Hier soir, marathon wagnérien sur une chaîne de télévision. En préparation des représentations de Stuttgart, plus de quatre heures d'entretiens de très haut niveau, de musique, de tableaux d'opéra. À la fin de l'émission, il a été question du fort de Breendonk où des œuvres de Wagner seront montées en plein air. Le nom de l'endroit m'a mis la puce à l'oreille ; vérification faite, c'était le siège de la Gestapo où Jean Améry a été torturé et que Sebald décrit dans son roman intitulé Austerlitz. Sans commentaire. Comme on dit à Budapest : C'est ainsi. (12 août 2002)
Cette forteresse était le pur produit monolithique de la laideur et de la violence aveugle |
Cette forteresse était le pur produit monolithique de la laideur et de la violence aveugle […] ce que je pus parfaitement m'imaginer, lorsque je pénétrai enfin moi-même dans la forteresse et regardai tout de suite à droite par la vitre d'une porte donnant sur le mess des SS, avec ses tables et ses bancs, son gros poêle de fonte et, au mur, ses devises soigneusement peintes en lettres gothiques, c'étaient les bons pères de famille et les bons fils de Vilsbiburg et de Fuhlsbüttel, de la Forêt-Noire et du Münsterland qui, leur service accompli, jouaient ici aux cartes ou écrivaient à la maison des lettres aux êtres chers : n'avais-je point vécu parmi eux jusqu'à ma vingtième année ? […] Personne ne saurait expliquer exactement ce qui se passe en nous lorsque brusquement s'ouvre la porte derrière laquelle sont enfouies les terreurs de la petite enfance. Mais je sais encore que dans la casemate de Breendonk une odeur immonde de savon noir vint frapper mes narines […] Ce n'est que quelques années plus tard que je pris connaissance, en lisant Jean Améry …

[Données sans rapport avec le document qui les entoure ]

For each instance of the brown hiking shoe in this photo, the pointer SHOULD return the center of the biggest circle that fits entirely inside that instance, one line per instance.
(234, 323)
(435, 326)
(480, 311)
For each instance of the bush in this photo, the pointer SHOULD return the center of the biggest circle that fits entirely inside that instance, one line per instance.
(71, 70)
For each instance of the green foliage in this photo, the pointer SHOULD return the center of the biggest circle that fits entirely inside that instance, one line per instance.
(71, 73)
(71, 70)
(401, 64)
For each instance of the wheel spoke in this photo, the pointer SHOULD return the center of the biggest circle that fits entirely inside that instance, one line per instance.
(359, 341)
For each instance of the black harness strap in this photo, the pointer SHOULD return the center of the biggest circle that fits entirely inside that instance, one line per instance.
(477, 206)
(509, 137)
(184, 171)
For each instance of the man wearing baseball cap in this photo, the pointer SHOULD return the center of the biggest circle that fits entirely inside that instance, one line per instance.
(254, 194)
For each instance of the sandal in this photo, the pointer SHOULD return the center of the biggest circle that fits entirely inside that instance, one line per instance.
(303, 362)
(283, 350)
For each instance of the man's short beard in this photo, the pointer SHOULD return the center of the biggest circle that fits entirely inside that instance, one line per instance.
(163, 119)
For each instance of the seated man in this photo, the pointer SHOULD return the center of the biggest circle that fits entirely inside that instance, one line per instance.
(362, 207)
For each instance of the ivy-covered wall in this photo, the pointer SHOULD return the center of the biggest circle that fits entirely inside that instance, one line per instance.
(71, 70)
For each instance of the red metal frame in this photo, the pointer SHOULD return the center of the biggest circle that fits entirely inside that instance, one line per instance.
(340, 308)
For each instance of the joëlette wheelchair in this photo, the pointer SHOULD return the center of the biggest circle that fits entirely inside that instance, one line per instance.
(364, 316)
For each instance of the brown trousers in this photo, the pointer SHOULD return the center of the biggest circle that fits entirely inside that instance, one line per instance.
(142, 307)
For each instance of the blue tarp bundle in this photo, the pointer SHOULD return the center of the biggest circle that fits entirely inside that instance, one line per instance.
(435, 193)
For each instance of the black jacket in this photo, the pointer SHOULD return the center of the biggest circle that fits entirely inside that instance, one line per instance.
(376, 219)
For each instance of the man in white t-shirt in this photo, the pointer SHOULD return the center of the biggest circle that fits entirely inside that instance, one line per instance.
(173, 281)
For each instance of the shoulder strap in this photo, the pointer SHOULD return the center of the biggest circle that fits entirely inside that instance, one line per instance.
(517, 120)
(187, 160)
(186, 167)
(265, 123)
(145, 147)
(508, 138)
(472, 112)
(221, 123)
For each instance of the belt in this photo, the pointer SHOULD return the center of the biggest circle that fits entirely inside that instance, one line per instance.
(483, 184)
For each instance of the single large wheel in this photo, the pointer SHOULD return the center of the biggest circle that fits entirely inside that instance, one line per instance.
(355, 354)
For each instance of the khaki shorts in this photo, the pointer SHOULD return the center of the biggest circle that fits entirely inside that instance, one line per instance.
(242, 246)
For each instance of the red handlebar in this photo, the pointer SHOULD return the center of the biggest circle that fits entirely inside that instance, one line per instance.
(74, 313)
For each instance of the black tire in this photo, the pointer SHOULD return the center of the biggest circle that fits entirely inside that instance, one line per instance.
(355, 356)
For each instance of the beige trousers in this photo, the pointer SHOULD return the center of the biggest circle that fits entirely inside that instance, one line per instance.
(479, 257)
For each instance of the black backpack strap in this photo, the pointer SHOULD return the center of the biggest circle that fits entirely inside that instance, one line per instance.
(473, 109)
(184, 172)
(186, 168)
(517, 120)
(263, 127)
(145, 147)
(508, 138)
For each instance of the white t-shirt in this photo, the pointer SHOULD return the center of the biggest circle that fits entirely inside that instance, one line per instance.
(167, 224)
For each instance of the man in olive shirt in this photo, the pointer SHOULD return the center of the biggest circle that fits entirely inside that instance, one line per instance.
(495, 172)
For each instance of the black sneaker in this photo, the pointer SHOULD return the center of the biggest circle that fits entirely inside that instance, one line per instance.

On entre par le portail principal et l'on arrive bientôt dans une pièce qui était mystérieusement baptisée à l'époque du nom de "Bureau". Une photo de Heinrich Himmler au mur, un drapeau avec une croix gammée étalé sur une longue table, quelques misérables chaises. Bureau. Chacun y vaquait à son travail, le leur c'était de tuer. […]
Le premier coup fait comprendre au détenu qu'il est sans défense, et que ce geste renferme déjà tout ce qui va suivre à l'état embryonnaire. […] Avec le premier coup qui s'abat sur lui, il est dépossédé de ce que nous appellerons provisoirement la confiance dans le monde. Confiance dans le monde. Beaucoup de choses la constituent : par exemple la foi en une causalité à toute épreuve, foi irrationnelle, impossible à justifier logiquement, ou encore la conviction également aveugle de la validité de la conclusion inductive. Un autre élément plus important dans cette confiance – et seul pertinent ici – est la certitude que l'autre va me ménager en fonction de contrats sociaux écrits ou non écrits, plus exactement qu'il va respecter mon existence physique et dès lors métaphysique. Les frontières de mon corps sont les frontières de mon Moi. La surface de ma peau m'isole du monde étranger : au niveau de cette surface j'ai le droit, si l'on veut que j'aie confiance, de n'avoir à sentir que ce que je veux sentir.
Or, le premier coup reçu brise cette confiance dans le monde. L'autre, contre qui je suis physiquement dans le monde et avec qui je puis être seulement aussi longtemps qu'il ne transgresse pas la frontière qu'est la surface de ma peau, m'impose, en me frappant, sa propre corporalité. Il porte la main sur moi et ce faisant il m'anéantit. C'est comme un viol, un acte sexuel commis sans la consentement de l'un des deux partenaires. […]
Du plafond du bunker pendait une chaîne en partie enroulée autour d'une poulie ; à son extrémité inférieure se trouvait un gros crochet de fer courbé. On me conduisit sous l'appareil. Le crochet fut passé dans les liens qui tenaient mes mains attachées derrière le dos. Puis on me hissa avec la chaîne jusqu'à ce que mon corps pende à environ un mètre du sol. […] Celui qui a été soumis à la torture est désormais incapable de se sentir chez soi dans le monde. L'outrage de l'anéantissement est indélébile. La confiance dans le monde qu'ébranle déjà le premier coup reçu et que la torture finit d'éteindre complètement est irrécupérable.